第15話 闇夜13(九竜サイド)

 上梨は端末を操作して弦巻葵に電話をかけた。


「初日はどうだった?」


 前置きなしに葵は本題に切り込んできた。隠すべきことなど何もない上梨は今日あったことを包み隠さずに報告した。


「戦闘はからっきしだ。だが、あの頭は目を見張るものがある」


「そんなにすごかったの?」


 葵は驚きと興奮が混じった声を出した。実に楽しそうだ。


「お前、あいつの過去を何も知らんのか?」


「知ってる」間髪入れずに葵は答えた。昨日今日でプロフィールを把握したなとすぐに理解できたが、話を逸らされると困るため突っ込まないでおく。

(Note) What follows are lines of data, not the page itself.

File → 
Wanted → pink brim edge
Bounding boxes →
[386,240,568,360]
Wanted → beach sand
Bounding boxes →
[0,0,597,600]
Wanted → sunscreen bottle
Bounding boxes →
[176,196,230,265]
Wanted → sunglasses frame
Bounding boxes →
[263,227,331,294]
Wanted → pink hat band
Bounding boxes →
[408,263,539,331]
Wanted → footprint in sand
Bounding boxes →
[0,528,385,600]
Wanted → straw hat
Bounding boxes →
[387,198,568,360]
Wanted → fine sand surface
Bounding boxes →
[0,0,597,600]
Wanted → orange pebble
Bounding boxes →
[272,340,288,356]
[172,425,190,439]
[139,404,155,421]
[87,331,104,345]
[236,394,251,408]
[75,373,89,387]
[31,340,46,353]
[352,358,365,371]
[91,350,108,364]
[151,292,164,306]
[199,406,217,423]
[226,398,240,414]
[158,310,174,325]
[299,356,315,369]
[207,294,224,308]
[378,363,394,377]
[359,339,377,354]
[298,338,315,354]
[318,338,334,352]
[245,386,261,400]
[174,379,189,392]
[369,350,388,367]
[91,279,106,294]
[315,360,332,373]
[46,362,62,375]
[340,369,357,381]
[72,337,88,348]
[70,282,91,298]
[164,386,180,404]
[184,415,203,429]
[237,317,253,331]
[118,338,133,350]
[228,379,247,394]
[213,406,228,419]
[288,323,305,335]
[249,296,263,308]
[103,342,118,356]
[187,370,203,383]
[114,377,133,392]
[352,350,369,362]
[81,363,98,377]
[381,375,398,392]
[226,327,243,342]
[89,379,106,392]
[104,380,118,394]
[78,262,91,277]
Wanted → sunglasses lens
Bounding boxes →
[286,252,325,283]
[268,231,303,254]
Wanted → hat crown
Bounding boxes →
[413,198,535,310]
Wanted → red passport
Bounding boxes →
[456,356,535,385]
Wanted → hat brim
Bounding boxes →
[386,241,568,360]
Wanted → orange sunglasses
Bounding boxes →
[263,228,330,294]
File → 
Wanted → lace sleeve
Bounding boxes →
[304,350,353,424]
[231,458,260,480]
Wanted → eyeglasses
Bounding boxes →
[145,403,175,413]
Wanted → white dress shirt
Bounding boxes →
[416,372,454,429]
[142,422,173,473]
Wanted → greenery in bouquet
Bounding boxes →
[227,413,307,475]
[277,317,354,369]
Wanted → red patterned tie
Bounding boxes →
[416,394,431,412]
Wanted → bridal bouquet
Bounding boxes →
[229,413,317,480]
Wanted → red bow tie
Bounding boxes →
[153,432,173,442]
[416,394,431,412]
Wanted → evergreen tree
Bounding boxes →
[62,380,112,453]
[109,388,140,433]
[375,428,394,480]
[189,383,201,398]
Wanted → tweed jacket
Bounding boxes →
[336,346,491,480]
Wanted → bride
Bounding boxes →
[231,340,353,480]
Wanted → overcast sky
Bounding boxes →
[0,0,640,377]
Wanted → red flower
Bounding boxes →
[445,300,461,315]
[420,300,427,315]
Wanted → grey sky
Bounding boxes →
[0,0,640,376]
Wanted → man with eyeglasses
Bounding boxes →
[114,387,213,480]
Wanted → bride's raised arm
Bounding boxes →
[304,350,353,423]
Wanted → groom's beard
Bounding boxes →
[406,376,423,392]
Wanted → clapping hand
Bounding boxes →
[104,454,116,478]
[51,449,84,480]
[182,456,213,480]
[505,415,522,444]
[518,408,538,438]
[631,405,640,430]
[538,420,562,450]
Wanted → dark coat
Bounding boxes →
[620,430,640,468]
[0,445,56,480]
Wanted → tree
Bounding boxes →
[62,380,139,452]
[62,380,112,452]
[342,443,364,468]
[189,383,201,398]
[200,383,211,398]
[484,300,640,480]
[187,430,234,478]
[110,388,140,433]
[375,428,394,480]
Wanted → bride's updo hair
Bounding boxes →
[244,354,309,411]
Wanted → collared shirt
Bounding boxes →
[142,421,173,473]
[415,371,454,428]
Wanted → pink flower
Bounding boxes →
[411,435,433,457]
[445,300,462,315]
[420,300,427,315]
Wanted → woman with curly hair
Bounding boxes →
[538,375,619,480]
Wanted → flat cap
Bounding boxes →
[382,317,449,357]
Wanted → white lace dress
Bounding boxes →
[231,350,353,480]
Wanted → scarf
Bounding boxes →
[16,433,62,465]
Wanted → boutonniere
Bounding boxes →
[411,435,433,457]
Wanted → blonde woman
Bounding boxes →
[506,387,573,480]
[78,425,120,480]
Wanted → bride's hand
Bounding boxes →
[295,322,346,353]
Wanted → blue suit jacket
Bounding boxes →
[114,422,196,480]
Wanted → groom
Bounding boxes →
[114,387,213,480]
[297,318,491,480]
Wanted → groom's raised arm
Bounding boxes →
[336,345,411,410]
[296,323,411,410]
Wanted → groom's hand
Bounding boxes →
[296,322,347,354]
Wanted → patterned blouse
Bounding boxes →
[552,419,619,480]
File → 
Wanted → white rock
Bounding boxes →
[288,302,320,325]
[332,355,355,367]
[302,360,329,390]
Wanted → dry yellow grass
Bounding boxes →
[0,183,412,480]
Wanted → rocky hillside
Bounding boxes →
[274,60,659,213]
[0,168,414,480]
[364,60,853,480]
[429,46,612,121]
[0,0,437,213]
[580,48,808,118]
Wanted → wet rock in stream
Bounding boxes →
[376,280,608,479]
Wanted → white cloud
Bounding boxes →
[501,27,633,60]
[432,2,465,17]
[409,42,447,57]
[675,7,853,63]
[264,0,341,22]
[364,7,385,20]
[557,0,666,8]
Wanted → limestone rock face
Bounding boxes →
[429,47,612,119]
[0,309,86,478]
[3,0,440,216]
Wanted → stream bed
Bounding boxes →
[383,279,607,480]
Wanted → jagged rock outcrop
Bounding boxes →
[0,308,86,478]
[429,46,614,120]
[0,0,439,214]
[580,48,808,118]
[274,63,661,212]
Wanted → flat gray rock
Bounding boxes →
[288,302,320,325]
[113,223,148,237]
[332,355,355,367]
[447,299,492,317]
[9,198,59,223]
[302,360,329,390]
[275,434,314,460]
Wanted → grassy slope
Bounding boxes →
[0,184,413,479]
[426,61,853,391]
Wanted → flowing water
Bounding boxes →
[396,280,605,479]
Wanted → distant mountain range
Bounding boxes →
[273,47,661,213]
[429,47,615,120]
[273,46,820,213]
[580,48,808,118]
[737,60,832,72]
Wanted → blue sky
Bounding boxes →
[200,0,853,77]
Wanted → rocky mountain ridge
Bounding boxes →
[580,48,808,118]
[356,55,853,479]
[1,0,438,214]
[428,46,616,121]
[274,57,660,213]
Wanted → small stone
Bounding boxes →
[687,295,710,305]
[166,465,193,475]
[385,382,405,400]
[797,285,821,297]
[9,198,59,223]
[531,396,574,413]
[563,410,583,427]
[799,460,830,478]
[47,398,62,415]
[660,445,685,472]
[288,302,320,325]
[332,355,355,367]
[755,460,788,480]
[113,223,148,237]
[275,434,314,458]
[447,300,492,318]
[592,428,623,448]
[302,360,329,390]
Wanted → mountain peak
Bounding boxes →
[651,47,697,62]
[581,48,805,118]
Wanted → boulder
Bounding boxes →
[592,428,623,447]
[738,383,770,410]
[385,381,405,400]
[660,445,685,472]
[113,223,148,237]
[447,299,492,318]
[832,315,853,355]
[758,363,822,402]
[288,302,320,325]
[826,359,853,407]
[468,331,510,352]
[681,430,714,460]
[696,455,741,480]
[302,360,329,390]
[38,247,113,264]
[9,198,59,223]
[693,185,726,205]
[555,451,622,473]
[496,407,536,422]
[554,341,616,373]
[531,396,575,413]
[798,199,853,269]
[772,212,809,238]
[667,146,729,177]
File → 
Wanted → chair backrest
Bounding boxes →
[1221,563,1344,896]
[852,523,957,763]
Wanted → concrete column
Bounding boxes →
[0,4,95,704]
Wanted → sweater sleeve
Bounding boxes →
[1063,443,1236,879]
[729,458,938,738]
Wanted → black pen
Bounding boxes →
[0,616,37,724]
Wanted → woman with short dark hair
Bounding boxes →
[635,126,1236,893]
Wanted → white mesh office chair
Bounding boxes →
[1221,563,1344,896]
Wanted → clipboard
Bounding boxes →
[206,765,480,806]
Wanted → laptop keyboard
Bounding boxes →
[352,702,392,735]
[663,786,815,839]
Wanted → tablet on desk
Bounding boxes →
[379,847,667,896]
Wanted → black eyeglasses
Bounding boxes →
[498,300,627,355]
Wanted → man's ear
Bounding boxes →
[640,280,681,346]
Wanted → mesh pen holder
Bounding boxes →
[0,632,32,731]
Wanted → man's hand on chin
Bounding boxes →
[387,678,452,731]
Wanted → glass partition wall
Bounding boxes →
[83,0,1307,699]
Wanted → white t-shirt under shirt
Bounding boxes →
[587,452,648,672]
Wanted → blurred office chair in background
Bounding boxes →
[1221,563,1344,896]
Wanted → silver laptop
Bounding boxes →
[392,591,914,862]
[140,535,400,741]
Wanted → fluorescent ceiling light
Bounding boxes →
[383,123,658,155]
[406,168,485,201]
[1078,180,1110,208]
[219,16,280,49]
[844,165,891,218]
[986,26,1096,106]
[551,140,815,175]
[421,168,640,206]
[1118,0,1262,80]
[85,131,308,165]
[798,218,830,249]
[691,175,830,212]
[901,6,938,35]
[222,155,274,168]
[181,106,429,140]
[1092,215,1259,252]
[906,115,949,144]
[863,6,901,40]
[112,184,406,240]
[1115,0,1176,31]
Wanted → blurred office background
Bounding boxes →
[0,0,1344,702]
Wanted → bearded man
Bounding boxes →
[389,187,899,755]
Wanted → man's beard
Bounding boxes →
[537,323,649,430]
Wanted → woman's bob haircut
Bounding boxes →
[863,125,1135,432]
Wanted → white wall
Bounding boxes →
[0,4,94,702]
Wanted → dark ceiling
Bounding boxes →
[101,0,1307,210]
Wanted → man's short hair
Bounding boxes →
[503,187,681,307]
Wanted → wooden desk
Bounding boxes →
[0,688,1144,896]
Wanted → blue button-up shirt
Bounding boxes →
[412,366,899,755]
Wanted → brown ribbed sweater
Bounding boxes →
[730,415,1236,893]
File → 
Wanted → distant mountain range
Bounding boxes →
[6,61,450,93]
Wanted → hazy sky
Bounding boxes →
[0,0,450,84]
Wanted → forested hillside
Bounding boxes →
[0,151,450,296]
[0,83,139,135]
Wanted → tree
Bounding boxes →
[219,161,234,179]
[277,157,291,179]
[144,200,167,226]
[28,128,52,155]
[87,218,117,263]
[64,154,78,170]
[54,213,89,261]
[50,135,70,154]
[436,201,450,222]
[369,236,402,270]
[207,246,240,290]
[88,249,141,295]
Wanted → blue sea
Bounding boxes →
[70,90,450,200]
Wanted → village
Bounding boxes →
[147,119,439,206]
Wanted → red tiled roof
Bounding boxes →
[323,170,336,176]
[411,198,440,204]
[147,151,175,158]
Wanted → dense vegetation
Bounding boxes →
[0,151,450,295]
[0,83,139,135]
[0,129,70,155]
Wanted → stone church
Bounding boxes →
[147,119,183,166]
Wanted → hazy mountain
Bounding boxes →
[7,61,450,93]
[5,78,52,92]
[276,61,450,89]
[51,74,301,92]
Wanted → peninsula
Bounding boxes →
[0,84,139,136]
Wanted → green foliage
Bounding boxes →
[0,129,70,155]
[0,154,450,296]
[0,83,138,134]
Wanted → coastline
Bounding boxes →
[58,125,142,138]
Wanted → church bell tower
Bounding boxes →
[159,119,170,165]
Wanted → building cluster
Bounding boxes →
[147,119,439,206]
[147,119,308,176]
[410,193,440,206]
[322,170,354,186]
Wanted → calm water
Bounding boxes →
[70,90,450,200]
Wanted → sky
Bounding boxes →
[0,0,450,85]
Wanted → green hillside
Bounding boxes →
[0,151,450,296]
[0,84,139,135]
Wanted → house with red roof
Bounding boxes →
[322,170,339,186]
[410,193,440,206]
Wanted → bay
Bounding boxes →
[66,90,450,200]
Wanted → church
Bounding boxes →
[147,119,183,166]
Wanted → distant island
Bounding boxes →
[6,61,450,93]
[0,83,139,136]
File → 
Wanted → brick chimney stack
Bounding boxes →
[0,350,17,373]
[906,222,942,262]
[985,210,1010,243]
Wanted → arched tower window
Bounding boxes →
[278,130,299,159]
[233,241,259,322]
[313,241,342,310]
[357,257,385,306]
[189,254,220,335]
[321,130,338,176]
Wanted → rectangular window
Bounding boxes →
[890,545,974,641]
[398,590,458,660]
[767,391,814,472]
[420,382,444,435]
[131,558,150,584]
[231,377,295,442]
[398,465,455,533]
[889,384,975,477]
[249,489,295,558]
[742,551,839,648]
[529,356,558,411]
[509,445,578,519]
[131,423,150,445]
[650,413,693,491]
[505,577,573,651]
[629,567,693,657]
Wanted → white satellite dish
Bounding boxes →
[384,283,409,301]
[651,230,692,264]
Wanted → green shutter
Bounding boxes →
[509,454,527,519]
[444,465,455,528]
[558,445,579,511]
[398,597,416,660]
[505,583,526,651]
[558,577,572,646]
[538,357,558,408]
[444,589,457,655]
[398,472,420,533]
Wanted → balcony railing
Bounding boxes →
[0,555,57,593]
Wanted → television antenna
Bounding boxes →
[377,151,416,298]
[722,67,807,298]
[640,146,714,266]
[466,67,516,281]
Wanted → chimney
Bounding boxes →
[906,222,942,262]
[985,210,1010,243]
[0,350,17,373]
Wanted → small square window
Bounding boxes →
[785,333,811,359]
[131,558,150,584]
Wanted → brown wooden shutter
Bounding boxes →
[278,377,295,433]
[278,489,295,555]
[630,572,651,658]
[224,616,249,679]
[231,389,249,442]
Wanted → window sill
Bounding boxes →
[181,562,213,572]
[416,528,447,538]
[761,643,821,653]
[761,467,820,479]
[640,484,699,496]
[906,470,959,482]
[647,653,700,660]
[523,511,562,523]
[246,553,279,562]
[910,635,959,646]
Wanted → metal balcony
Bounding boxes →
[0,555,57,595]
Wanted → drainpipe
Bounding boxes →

「幼少期に事故に巻き込まれて父親を失って今も傷を抱えてるみたいだね」


 声音を真面目なものに変えて葵は話をする。


「姉がいると言っていたが関係は良好なのか?」


「それは知ってるんだ」


「当人から少し聞いた」


 湯気の立つ茶を口にしている間も葵の話は続く。


「同居してるね。関係は良好」


「母親はどうしている?」


「父親の死後に後を追うように死んでるよ」


 上梨は胸を抉られたような衝撃に襲われた。


「重ねないでよ」と葵は先に起こる事態を見越して釘をさす。


「分かっている」感情的にならないように上梨は答える。


「まさかと思うが、2人だけで生きてきたわけではないよな?」


「そのまさか。2人で生きてきたし、生きてる」


 更なる衝撃に上梨は襲われ、一瞬目の前が真っ暗になった。


「親戚は2人に降りかかった不幸に同情するふりをしながら遺産を掠めようとしていた。経緯は分からないけど姉は子どもだてらにすぐ手を打って早々に遺産を誰も手が出せない状態にしてあいつに全部使える状態にしたみたいだよ。ついでにこの件を目ざとく見抜いた姉の存在を厄介に思った親戚連中は尽く関係を断ったらしい」


 話を聞いていた上梨は絶句した。


「バカなことを考えないでよ。彼の問題なんだから」


 葵の言葉で我に返り、上梨は茶を口にして気分を沈めた。


「分かっている。それ以上は領域外の問題で当人が向き合うべき話だ。そもそも、逃げ出してきた人間が何を言ったところで解決には繋がらん」


 自分の過去を思い出し、上梨は自嘲気味に笑う。葵は間髪入れずに反論した。


「負けて逃げてこようと経験したことは生き続ける。例えそれが忘れがたい恥辱や傷であっても。経験者の意見は決して無駄にならないよ」


「説得力が違うな」


「そりゃあ、伊達に年食ってないからね」


 快活な笑みを浮かべてるだろうなと液晶越しでもわかる声だった。


「さて、明日は早いからそろそろ失礼するよ」


 言い残して葵は電話を切った。


 会話の余韻を噛みしめながら上梨は新たに茶を淹れる。ロッキングチェアに腰かけながら聞いた話を思い返していると自分の記憶に自動的にアクセスされ、記憶が再生される。


 上梨令うえなしれい。本名はレオ・ブルーアイス。


 数多の吸血鬼を殺し、最強と名高かった吸血鬼カルナ・アラトーマと渡り合った吸血鬼殺しとして業界では知られている。だが、数多の人間を救えども家族を、家を守ることの出来なかった死に損ない。

 今でも在りし日の自分を責めない日はない。


 家名を守るべく仕事に執着し、家庭を顧みずに自らの力を過信していた。その驕り高ぶりが破滅を招いた。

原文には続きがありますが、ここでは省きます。